The organisation said due to national socio-economic challenges there has been a decline in the provision of basic services to students at tertiary institutions. Some of the affected services include study grants, accommodation, catering services and health services.
“Given that the majority of students at tertiary institutions in Zimbabwe come from poor peasantry backgrounds, it became difficult for parents to take over from the government and provide tuition fees and funds for accommodation and food.

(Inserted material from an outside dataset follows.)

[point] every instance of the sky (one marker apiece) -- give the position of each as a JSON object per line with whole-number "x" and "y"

“Tertiary students in general, and female students in particular, were confronted with a plethora of challenges. In response to these challenges, students adopted a variety of coping mechanisms, some of which exposed them to sexual exploitation,” SAYWHAT said in a report on its website.
“One example, adopted by both female and male students, was co-habiting with an older sexual partner and engaging in sex work to raise funds to cover tuition fees, food and accommodation.”
Risky behaviour
Another example is the practice known as “the Gold Rush” where older students who view new female students as ripe for sexual exploitation, compete for new college students who they often abuse.
SAYWHAT said first-year students were more vulnerable due to inadequate knowledge about their sexual, reproductive and health rights, since high school education often does not adequately prepare them for college “freedom”.
“Sexual debut often happens at tertiary institutions with little or no preparation.”
As a result, the organisation started the Positive Living project to ensure students living with HIV accept their status and seek appropriate services as a way of addressing stigma.
The initiative also seeks to provide HIV prevention strategies, treatment, care and supportive information to students, and to ensure that college authorities and relevant ministries fulfil their duty of regularly providing anti-retroviral medication on campus.
Government failure
Zimbabwe National Students Union Secretary General, Ashley Pfunye, said one fundamental issue that has brought students to this crisis is failure by government to provide financial assistance to students.
He said for those in need of treatment on campus, there are not enough ARVs in universities, and there is a general outcry in terms their availability.